Sweetheart of the Song Tra Bong

In this story, Rat Kiley is telling a story (a story within a story, but I forgot what that's called) about Mark Fossie bringing his girlfriend, Mary Anne Belle into the war with him. Mary Anne is described as attractive, although she's "too wide" in the shoulders, and she seems cute and bubbly, which is very contrasting to the scene they're in, full of violence and filth. She starts to become more into the war, and her old habits are left behind. She stops wearing makeup, stops tending to her fingernails, cuts her hair short and wears a dark green bandana around it (Why is it that in stories and movies, when a woman cuts her hair short, it's always this symbol of her tossing out femininity or becoming more masculine, or showing that she stops caring about her apperance. I have short hair, because I want to. It doesn't make me less of a woman because of it. Is it that society can only understand symbols of femininity through shallow things, like hair and makeup? I'm letting my emotions get into this too much. Sorry.)

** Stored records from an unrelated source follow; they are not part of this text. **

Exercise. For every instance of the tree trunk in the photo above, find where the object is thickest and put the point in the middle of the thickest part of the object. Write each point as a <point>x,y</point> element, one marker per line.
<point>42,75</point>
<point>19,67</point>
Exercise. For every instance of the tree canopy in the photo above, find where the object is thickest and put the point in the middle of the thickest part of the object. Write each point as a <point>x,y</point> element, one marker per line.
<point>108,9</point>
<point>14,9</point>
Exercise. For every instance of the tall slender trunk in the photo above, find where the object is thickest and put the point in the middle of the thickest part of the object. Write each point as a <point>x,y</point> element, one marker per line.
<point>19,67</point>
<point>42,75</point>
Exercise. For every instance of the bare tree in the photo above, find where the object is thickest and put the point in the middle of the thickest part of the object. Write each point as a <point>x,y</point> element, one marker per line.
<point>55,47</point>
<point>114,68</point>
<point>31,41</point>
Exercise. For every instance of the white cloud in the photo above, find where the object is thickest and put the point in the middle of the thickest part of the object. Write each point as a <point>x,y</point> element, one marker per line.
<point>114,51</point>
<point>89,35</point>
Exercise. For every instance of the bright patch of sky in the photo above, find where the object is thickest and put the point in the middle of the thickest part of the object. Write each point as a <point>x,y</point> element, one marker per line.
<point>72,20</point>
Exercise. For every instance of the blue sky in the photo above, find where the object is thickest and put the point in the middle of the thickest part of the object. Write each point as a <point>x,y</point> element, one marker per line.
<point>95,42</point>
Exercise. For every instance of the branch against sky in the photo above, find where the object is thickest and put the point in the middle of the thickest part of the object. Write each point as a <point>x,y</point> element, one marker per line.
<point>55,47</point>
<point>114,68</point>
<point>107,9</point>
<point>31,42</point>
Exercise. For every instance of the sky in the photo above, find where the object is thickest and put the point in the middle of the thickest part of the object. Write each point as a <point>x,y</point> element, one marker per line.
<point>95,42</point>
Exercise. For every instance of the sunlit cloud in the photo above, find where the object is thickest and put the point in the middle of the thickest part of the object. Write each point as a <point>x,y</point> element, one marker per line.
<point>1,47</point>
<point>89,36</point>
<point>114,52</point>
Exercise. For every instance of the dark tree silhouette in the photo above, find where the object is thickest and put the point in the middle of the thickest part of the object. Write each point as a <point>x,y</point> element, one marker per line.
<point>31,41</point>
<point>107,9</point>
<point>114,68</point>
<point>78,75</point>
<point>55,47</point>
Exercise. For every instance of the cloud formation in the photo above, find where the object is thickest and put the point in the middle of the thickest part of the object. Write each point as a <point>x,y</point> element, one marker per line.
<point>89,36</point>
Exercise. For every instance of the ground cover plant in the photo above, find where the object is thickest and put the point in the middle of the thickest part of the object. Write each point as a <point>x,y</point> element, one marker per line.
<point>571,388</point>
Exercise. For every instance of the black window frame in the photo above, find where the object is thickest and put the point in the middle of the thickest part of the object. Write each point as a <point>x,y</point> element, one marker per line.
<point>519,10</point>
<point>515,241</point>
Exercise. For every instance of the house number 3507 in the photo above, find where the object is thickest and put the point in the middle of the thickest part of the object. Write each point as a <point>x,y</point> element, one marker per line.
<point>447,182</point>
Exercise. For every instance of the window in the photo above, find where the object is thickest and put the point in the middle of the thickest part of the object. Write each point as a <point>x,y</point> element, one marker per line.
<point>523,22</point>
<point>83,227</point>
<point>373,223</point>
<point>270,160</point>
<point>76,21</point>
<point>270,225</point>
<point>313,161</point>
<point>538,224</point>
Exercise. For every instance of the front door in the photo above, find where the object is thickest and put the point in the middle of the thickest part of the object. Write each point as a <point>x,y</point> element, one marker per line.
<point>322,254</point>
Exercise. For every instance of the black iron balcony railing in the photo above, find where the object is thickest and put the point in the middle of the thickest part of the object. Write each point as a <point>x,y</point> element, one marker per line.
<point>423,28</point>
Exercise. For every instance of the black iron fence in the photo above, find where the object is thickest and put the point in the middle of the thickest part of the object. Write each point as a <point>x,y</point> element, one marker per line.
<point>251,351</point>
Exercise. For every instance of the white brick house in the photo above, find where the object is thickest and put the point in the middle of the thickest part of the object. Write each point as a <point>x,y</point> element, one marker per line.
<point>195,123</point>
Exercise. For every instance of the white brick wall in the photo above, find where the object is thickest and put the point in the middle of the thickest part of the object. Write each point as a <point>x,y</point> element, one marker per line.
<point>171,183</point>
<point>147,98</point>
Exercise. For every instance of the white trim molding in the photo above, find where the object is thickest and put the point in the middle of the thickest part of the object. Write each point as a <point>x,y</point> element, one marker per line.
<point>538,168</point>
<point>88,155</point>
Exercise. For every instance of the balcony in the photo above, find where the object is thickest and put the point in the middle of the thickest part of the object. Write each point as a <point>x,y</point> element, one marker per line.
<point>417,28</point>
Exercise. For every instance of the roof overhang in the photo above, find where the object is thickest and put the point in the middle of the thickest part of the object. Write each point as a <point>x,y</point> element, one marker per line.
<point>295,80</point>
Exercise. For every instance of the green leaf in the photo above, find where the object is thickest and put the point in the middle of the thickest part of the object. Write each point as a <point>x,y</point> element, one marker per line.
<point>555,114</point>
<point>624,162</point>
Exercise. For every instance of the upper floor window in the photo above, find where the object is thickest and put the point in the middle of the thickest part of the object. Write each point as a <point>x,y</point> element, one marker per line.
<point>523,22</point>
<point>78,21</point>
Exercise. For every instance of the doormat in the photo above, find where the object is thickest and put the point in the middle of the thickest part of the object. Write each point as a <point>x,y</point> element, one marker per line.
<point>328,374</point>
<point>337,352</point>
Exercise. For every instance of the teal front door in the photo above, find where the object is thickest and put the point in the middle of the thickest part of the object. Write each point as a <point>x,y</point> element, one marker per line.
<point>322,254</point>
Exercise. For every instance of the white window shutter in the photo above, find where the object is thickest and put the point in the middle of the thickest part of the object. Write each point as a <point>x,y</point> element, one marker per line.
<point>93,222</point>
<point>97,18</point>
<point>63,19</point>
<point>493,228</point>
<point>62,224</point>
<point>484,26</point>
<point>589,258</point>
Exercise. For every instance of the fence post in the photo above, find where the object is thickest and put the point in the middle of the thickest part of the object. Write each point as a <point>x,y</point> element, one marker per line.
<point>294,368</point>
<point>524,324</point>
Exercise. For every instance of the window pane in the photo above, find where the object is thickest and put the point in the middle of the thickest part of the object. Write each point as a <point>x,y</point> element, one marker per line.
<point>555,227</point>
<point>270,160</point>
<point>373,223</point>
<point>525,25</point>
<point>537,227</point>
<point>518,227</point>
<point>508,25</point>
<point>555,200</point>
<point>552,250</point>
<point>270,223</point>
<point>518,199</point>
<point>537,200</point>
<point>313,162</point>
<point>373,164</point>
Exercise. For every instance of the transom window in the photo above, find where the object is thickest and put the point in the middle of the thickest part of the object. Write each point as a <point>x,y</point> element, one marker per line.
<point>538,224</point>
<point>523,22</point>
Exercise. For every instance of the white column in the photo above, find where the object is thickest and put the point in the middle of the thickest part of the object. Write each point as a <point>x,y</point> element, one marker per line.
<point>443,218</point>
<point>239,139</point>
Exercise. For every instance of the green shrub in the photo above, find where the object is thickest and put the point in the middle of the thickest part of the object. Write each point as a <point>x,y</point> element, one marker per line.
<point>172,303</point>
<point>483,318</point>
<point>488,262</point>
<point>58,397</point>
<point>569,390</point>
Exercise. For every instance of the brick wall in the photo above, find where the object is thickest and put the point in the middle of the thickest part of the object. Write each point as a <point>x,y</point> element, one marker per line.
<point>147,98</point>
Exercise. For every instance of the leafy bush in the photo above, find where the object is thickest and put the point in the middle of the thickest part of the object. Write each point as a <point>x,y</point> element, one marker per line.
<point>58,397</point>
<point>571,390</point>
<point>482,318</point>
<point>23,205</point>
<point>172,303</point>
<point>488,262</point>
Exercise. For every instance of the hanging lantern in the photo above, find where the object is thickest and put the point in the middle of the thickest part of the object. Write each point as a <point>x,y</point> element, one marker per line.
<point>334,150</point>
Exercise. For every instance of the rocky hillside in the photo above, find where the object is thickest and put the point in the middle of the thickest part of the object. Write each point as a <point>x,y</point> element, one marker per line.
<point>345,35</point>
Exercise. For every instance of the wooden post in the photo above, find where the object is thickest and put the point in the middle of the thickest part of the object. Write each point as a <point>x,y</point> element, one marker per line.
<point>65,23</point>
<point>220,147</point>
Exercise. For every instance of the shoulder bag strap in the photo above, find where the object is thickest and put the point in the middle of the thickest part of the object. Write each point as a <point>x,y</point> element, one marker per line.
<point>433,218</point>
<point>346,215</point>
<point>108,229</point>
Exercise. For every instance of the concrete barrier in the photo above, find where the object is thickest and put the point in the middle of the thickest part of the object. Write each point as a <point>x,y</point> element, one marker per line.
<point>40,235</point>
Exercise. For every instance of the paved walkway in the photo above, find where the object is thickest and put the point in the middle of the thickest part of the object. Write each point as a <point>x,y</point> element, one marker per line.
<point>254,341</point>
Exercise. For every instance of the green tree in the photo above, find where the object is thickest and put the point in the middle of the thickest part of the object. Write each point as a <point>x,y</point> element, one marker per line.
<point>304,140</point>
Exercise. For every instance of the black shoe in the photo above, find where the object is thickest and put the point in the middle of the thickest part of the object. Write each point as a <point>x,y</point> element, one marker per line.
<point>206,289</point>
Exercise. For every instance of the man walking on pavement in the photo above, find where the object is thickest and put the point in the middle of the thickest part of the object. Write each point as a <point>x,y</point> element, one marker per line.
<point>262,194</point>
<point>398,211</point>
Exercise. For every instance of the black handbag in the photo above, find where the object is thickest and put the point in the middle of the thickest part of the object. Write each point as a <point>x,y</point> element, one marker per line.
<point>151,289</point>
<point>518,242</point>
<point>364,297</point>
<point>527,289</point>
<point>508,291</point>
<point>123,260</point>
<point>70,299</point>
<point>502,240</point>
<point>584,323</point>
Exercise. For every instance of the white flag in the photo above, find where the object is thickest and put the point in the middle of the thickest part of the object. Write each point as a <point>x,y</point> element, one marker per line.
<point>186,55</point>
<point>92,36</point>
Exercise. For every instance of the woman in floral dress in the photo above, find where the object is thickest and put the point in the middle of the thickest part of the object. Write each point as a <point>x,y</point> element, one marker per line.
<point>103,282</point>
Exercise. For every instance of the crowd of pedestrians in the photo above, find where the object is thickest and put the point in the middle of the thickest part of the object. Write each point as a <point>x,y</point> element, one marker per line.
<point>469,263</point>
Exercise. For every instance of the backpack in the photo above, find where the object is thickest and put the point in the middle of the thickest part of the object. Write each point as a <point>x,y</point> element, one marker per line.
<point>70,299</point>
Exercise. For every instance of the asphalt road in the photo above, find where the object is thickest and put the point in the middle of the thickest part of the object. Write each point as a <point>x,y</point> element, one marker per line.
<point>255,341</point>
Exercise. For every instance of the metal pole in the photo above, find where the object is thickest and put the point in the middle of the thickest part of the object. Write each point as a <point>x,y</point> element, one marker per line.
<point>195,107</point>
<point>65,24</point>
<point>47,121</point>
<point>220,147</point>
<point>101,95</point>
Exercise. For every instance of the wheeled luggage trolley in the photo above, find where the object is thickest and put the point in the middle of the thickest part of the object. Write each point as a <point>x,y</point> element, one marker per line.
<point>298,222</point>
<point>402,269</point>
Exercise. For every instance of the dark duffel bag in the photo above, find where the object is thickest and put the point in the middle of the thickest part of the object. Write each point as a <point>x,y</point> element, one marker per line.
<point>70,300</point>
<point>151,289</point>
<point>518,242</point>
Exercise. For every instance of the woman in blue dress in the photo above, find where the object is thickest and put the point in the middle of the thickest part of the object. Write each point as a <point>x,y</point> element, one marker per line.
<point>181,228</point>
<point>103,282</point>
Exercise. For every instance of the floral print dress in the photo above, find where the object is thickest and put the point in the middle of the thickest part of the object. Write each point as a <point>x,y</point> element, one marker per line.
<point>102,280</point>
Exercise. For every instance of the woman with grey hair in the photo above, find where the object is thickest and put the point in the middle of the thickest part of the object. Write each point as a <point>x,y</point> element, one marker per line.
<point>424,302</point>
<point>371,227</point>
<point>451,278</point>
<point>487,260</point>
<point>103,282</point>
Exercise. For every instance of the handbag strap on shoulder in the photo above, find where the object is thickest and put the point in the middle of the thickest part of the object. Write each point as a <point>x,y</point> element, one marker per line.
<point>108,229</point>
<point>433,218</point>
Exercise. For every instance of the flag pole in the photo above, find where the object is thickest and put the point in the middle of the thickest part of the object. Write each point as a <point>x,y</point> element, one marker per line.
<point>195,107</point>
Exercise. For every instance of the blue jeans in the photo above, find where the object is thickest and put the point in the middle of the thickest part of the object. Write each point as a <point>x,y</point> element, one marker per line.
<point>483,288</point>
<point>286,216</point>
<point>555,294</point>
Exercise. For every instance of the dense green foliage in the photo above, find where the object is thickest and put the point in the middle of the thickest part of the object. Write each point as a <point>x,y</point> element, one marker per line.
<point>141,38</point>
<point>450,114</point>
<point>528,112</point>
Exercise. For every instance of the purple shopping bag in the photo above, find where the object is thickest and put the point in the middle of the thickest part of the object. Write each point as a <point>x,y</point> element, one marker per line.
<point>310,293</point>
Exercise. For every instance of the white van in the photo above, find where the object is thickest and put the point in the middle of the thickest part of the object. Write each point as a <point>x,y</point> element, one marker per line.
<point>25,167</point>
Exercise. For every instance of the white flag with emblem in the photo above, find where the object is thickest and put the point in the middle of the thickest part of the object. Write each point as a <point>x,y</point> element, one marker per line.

Mary Anne also starts to change her life plans with Mark Fossie. They're introduced as this couple who knows exactly what they want to do with their life when they get older, but Mary Anne now has some "what if's" and "maybe's" about their future together. Their relationships start to suffer when they get engaged. Their smiles are described as "too intense" and they held hands "as if they were afraid to let go." This part made me so incredibly sad, to see this couple who was so in love before the war have their love destroyed BY the war.
The end of the story wraps up with Mary Anne turning into this entirely new person, wearing a necklace of human tounges and wanting to eat Vietnam, and swallow it whole. She is corrupted fully, and after this encounter that Mark Fossie has with her, she's never seen again.